Prefer to frontload cognitive load during development instead of at runtime
[00:56:34] Jeremy: Yeah, it sounds like you would rather take the time during the development to think about these issues because whether it's garbage collection or it's error handling at runtime when you're trying to solve a problem, then it's much more difficult than having dealt with it to start with.
[00:56:57] Bryan: Yeah, absolutely. I, and I just think that like, why also, like if it's software, if it's, again, if it's infrastructure software, I mean the kinda the question that you, you should have when you're writing software is how long is this software gonna live? How many people are gonna use this software? Uh, and if you are writing an operating system, the answer for this thing that you're gonna write, it's gonna live for a long time.

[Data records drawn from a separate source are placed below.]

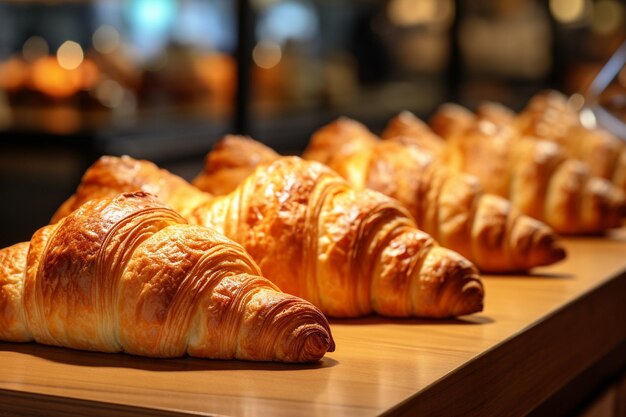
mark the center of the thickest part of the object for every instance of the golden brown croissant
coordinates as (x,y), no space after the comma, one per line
(550,116)
(224,169)
(349,252)
(448,205)
(127,274)
(536,175)
(109,176)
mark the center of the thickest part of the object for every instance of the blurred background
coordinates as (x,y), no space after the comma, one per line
(163,80)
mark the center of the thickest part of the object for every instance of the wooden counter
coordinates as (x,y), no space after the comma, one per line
(537,333)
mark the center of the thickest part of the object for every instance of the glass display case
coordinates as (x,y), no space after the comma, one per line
(164,80)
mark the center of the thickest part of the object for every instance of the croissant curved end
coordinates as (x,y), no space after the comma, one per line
(463,291)
(471,299)
(548,251)
(304,331)
(315,342)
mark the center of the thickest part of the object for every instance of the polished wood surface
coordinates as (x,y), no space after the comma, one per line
(537,332)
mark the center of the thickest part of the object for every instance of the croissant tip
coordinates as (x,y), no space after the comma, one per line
(317,342)
(472,297)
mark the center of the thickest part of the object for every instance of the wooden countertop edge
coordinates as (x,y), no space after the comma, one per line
(522,371)
(17,404)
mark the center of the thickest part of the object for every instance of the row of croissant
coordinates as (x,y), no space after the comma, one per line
(141,261)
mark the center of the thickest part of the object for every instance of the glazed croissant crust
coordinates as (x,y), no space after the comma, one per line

[00:57:18] Bryan: Like, if we just look at plenty of aspects of the system that have been around for a, for decades, it's gonna live for a long time and many, many, many people are gonna use it. Why would we not expect people writing that software to have more cognitive load when they're writing it to give us something that's gonna be a better artifact?
[00:57:38] Bryan: Now conversely, you're like, Hey, I kind of don't care about this. And like, I don't know, I'm just like, I wanna see if this whole thing works. I've got, I like, I'm just stringing this together. I don't like, no, the software like will be lucky if it survives until tonight, but then like, who cares? Yeah. Yeah.

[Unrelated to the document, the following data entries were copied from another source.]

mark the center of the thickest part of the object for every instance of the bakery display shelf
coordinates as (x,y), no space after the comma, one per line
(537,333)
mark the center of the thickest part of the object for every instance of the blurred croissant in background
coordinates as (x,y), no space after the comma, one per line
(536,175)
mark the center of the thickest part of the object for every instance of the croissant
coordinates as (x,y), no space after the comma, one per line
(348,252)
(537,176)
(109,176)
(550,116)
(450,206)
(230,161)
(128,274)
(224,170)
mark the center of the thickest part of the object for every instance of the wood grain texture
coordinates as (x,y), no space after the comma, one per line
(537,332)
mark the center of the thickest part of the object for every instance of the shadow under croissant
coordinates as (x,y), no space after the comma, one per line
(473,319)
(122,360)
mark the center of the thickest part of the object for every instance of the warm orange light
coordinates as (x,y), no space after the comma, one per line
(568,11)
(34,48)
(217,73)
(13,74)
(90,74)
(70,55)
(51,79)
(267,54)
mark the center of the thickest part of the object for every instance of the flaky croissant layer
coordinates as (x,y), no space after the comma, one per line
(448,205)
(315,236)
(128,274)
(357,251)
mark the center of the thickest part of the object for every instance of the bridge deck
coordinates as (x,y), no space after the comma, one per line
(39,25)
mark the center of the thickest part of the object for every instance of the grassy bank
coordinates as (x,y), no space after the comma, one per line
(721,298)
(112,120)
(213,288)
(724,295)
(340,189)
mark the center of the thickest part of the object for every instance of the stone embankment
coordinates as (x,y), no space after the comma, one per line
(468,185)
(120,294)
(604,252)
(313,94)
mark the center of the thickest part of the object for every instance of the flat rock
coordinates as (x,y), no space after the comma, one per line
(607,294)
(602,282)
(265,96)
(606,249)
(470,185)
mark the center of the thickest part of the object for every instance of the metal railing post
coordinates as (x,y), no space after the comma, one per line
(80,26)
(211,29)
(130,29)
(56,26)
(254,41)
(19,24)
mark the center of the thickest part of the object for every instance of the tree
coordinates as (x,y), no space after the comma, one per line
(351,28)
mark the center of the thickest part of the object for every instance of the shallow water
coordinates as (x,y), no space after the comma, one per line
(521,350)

[00:57:52] Bryan: Gar garbage collect. You know, if you're prototyping something, whatever. And this is why you really do get like, you know, different choices, different technology choices, depending on the way that you wanna solve the problem at hand. And for the software that I wanna write, I do like that cognitive load that is upfront.
With LLMs maybe you can get the benefit of the robust artifact with less cognitive load
[00:58:10] Bryan: Um, and although I think, I think the thing that is really wild that is the twist that I don't think anyone really saw coming is that in a, in an LLM age. That like the cognitive load upfront almost needs an asterisk on it because so much of that can be assisted by an LLM. And now, I mean, I would like to believe, and maybe this is me being optimistic, that the the, in the LLM age, we will see, I mean, rust is a great fit for the LLMH because the LLM itself can get a lot of feedback about whether the software that's written is correct or not.
[00:58:44] Bryan: Much more so than you can for other environments.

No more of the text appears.